An Efficient Two-Stage Network Intrusion Detection System in the Internet of Things

Abstract

Internet of Things (IoT) devices and services provide convenience but face serious security threats. The network intrusion detection system is vital in ensuring the security of the IoT environment. In the IoT environment, we propose a novel two-stage intrusion detection model that combines machine learning and deep learning to deal with the class imbalance of network traffic data and achieve fine-grained intrusion detection on large-scale flow data. The superiority of the model is verified on the newer and larger CSE-CIC-IDS2018 dataset. In Stage-1, the LightGBM algorithm recognizes normal and abnormal network traffic data and compares six classic machine learning techniques. In Stage-2, the Convolutional Neural Network (CNN) performs fine-grained attack class detection on the samples predicted to be abnormal in Stage-1. The Stage-2 multiclass classification achieves a detection rate of 99.896%, F1score of 99.862%, and an MCC of 95.922%. The total training time of the two-stage model is 74.876 s. The detection time of a sample is 0.0172 milliseconds.
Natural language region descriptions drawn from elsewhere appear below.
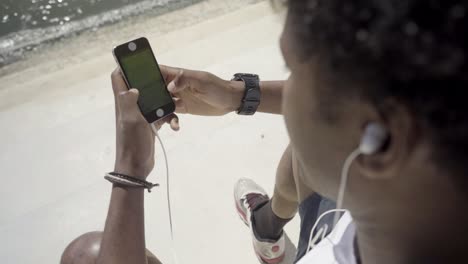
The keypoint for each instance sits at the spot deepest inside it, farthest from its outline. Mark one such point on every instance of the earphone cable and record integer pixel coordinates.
(155, 131)
(343, 182)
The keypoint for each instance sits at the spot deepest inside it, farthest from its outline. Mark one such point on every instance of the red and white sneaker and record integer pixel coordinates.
(248, 196)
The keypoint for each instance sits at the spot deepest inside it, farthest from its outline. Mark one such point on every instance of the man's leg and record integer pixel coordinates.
(269, 220)
(85, 250)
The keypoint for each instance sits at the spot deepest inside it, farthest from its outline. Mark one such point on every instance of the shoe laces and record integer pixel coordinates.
(254, 200)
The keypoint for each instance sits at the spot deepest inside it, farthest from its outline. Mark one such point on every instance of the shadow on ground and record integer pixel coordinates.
(290, 251)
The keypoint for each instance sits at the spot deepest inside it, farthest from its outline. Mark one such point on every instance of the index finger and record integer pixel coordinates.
(169, 73)
(118, 82)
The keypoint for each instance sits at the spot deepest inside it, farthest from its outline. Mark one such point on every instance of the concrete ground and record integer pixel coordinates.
(57, 141)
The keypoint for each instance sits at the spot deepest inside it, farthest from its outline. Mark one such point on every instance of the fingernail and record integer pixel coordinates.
(171, 86)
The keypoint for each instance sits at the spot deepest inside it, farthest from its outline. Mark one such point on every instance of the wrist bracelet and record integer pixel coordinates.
(129, 181)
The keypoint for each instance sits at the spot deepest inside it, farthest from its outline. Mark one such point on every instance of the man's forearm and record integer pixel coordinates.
(272, 96)
(124, 234)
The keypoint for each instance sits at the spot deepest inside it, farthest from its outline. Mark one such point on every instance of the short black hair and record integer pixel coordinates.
(414, 51)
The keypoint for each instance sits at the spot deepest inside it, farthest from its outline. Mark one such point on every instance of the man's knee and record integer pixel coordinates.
(84, 249)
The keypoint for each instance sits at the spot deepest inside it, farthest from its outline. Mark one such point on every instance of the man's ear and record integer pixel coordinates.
(402, 134)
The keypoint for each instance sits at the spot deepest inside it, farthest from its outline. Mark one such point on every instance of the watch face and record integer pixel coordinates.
(253, 95)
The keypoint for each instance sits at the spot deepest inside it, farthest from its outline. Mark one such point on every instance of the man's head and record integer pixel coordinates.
(402, 64)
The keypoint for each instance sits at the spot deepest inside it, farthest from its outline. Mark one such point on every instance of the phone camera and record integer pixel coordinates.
(132, 46)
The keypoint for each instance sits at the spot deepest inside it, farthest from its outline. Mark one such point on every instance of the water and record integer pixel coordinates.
(25, 24)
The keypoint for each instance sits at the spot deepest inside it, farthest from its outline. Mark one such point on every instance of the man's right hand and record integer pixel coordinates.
(202, 93)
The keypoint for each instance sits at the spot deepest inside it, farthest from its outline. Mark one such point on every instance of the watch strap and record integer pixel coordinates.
(252, 94)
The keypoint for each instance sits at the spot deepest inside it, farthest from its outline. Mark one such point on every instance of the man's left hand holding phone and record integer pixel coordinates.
(123, 240)
(136, 107)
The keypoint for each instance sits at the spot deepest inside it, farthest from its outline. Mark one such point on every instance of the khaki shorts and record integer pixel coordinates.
(290, 190)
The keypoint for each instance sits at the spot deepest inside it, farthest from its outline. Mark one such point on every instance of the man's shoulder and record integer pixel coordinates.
(337, 248)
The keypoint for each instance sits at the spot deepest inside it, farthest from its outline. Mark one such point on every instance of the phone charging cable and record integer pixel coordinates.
(155, 131)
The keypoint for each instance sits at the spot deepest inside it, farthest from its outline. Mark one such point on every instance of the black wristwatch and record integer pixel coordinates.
(252, 94)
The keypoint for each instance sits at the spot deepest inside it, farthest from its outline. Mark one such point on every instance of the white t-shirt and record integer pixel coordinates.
(337, 247)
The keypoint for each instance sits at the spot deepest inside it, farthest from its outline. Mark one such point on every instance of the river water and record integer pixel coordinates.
(25, 24)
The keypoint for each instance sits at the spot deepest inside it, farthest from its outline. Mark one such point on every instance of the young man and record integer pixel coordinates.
(397, 65)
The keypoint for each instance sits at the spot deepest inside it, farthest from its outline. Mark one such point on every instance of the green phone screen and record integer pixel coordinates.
(143, 73)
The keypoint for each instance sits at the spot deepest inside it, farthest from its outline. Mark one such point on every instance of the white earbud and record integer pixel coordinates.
(374, 137)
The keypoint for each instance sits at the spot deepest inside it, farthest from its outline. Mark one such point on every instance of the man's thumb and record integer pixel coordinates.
(177, 84)
(129, 99)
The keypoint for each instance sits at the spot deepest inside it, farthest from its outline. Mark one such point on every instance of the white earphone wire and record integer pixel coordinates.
(339, 205)
(155, 131)
(343, 182)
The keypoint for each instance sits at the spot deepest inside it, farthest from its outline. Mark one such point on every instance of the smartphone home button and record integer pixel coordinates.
(160, 112)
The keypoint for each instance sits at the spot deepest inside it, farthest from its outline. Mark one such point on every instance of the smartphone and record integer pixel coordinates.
(141, 71)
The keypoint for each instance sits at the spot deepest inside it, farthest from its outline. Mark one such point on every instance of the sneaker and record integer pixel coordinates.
(248, 197)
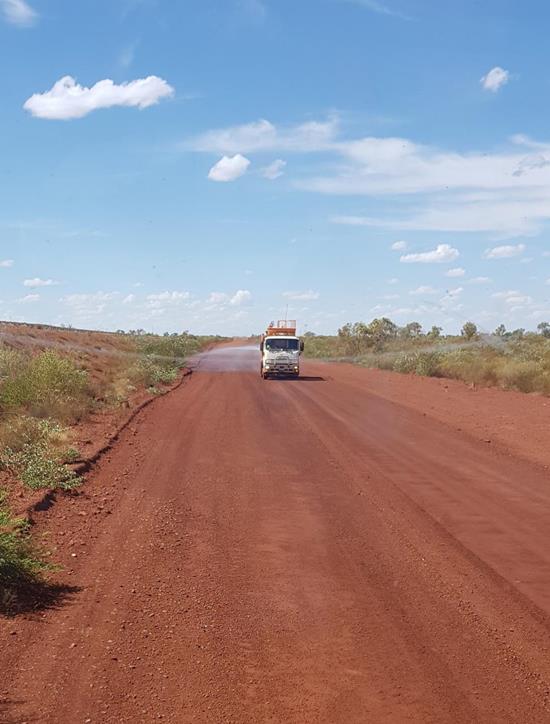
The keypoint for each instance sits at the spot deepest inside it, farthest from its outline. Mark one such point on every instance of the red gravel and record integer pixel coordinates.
(314, 550)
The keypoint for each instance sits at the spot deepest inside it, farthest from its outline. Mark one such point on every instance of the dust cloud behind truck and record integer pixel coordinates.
(281, 349)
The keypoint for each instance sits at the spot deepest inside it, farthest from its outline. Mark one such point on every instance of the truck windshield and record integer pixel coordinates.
(278, 343)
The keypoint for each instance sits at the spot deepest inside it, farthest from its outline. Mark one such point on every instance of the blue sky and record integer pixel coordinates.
(200, 165)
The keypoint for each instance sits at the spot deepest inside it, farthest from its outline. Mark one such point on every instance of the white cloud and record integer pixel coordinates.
(379, 8)
(274, 170)
(495, 79)
(457, 271)
(37, 282)
(67, 100)
(221, 299)
(264, 136)
(514, 297)
(504, 252)
(229, 168)
(218, 298)
(479, 280)
(163, 299)
(18, 12)
(423, 290)
(302, 296)
(501, 192)
(89, 305)
(442, 254)
(29, 298)
(241, 296)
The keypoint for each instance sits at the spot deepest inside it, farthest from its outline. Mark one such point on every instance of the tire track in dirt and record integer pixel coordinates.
(292, 551)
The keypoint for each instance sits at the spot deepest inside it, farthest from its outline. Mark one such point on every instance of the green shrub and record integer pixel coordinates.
(405, 363)
(521, 375)
(428, 364)
(19, 559)
(32, 450)
(149, 372)
(49, 385)
(11, 362)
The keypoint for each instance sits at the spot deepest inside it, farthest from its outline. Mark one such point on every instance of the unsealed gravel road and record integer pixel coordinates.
(292, 551)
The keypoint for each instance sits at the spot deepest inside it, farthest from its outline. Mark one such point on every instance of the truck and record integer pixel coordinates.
(280, 349)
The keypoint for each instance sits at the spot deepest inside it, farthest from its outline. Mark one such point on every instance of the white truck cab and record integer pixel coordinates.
(281, 348)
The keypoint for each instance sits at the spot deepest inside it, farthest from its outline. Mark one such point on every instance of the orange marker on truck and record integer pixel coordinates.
(281, 348)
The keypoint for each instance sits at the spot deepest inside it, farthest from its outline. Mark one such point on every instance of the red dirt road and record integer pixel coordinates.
(295, 551)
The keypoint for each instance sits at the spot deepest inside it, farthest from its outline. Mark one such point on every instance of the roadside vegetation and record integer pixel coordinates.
(513, 360)
(50, 380)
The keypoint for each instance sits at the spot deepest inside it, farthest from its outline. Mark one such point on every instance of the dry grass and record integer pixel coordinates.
(521, 364)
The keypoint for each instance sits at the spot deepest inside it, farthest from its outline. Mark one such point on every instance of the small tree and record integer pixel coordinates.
(469, 330)
(411, 330)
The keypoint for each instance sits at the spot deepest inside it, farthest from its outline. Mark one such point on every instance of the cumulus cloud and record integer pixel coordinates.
(37, 282)
(379, 8)
(457, 271)
(504, 252)
(164, 299)
(274, 170)
(514, 297)
(423, 290)
(500, 192)
(264, 136)
(229, 168)
(307, 295)
(221, 299)
(18, 12)
(68, 100)
(495, 79)
(479, 280)
(241, 296)
(442, 254)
Moreover, we set up an optional Synthetic Minority Over-sampling Technique based on the imbalance ratio (IR-SMOTE) of the dataset in Stage-2. Experimental results show that, compared with SMOTE technology, the two-stage intrusion detection model can adapt to imbalanced datasets well and reveal higher efficiency and better performance when processing large-scale flow data, outperforming state-of-the-art intrusion detection systems.